Reichstag fire decree
Miscellanea / / November 13, 2021
By Guillem Alsina González, in Aug. 2018
On the night of February 27, 1933, the Reichstag, a building that has housed the various German Parliaments since 1894, was on fire. With the Nazis in power, that same night the beginning of the end of the democracy in Germany, an end that would be ratified the next day with the decree whose name referred to incident.
The Reichstag fire decree It was a law passed by the President of Germany (Paul von Hindenburg) at the request - and with pressure - of the Chancellor Adolf Hitler, which suspended various civil liberties in order to avoid a hypothetical uprising leftist.
The latter was the most feared by the conservative German ruling class, both looking at the example of what had happened in Russia with the revolution, as with your own experience domestic violence of post-World War I revolutionary attempts, and which were vigorously repressed violence.
The very night of the fire, Marinus van der Lubbe, a Dutch communist activist who was accused of setting the fire, was arrested.
Van der Lubbe is arrested after he tried to burn down other public buildings, although there are many historians who question his authorship. Later, three more communist leaders were also arrested (Georgi Dimitrov, Vasil Tanev and Blagoi Popov), who would expose the Nazi arguments with their excellent rhetoric, especially Dimitrov.
Those who doubt Lubbe's authorship claim that the fire may well have been a Nazi plot and therefore carried out by National Socialist militants.
Be that as it may, the Nazis seized the opportunity to seize even more power, and the next day President Hindenburg approved the law of which we speak.
The decree suspends, indefinitely and in light of the situation, the freedoms of expression, of the press, of assembly, of association (linked to the previous one), and the secrecy of communications. It also endowed the authorities with full powers.
This, in practice, ripped democracy out of Germany, turning it into a police state in which any citizen was subjected without rights to the arbitrariness of the government and the authorities, which was to say about the Nazi party.
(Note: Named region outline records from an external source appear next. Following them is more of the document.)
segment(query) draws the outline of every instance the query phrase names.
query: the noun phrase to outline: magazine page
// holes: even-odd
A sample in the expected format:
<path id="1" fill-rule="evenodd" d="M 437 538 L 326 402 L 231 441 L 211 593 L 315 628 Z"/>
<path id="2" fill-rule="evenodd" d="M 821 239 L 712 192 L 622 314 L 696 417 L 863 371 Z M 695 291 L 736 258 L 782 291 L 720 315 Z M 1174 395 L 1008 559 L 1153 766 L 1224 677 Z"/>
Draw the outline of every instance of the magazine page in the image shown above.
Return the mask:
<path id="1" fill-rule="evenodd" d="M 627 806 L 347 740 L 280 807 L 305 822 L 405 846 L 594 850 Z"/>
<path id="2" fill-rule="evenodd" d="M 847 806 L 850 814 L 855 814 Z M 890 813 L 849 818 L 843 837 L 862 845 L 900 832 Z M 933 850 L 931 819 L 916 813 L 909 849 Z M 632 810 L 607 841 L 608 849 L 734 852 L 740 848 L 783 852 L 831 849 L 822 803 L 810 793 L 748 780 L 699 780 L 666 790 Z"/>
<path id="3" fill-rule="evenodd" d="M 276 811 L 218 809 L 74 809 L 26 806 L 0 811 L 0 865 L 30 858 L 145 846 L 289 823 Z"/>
The Nazi government also took the opportunity to centralize powers that until then had the Länder, and to carry out mass arrests of opponents.
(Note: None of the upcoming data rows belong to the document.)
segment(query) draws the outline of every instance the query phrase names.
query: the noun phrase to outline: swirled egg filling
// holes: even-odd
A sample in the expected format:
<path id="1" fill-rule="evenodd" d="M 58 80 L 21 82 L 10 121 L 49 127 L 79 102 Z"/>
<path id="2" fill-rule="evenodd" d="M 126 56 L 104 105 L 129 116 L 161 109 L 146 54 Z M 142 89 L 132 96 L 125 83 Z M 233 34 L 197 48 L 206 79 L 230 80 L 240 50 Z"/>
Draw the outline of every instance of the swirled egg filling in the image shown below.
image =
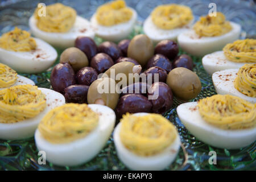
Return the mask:
<path id="1" fill-rule="evenodd" d="M 238 40 L 223 48 L 225 57 L 239 63 L 256 63 L 256 39 Z"/>
<path id="2" fill-rule="evenodd" d="M 151 156 L 159 153 L 177 137 L 175 126 L 160 114 L 136 116 L 127 114 L 121 122 L 122 143 L 139 155 Z"/>
<path id="3" fill-rule="evenodd" d="M 68 143 L 89 134 L 98 126 L 98 114 L 86 104 L 67 104 L 51 110 L 38 129 L 50 143 Z"/>
<path id="4" fill-rule="evenodd" d="M 224 130 L 239 130 L 256 125 L 256 104 L 230 95 L 214 95 L 200 100 L 197 106 L 203 119 Z"/>
<path id="5" fill-rule="evenodd" d="M 133 11 L 126 7 L 125 1 L 114 1 L 100 6 L 96 11 L 98 23 L 105 26 L 112 26 L 128 22 Z"/>
<path id="6" fill-rule="evenodd" d="M 237 73 L 234 87 L 249 97 L 256 97 L 256 64 L 246 64 Z"/>
<path id="7" fill-rule="evenodd" d="M 222 13 L 217 12 L 215 16 L 213 14 L 201 16 L 193 28 L 200 36 L 216 36 L 228 33 L 232 27 Z"/>
<path id="8" fill-rule="evenodd" d="M 66 32 L 73 27 L 76 18 L 75 10 L 60 3 L 47 6 L 45 16 L 41 15 L 40 11 L 37 8 L 34 16 L 36 26 L 45 32 Z"/>
<path id="9" fill-rule="evenodd" d="M 188 6 L 170 4 L 155 8 L 151 13 L 151 18 L 158 27 L 171 30 L 186 25 L 193 16 Z"/>
<path id="10" fill-rule="evenodd" d="M 36 43 L 29 32 L 15 27 L 14 30 L 2 35 L 0 47 L 8 51 L 27 52 L 35 50 Z"/>
<path id="11" fill-rule="evenodd" d="M 0 123 L 33 118 L 46 107 L 46 96 L 36 86 L 17 85 L 0 90 Z"/>
<path id="12" fill-rule="evenodd" d="M 16 71 L 7 65 L 0 63 L 0 88 L 14 85 L 17 78 Z"/>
In this way, and in a few days, the communist opposition disappeared from public life, having since then to live in the most absolute secrecy.
In the subsequent elections of March 5 of the same year to the Reichstag (the chamber met in another building, meanwhile), the Nazis obtained 44% of the votes, which that would lead to the approval of the subsequent enabling law of 1933, with which the Reichstag itself was left without power, which concentrated everything at the hands of the government.
It was the coup de grace to a democracy that became a dictatorship in the space of little more than a month.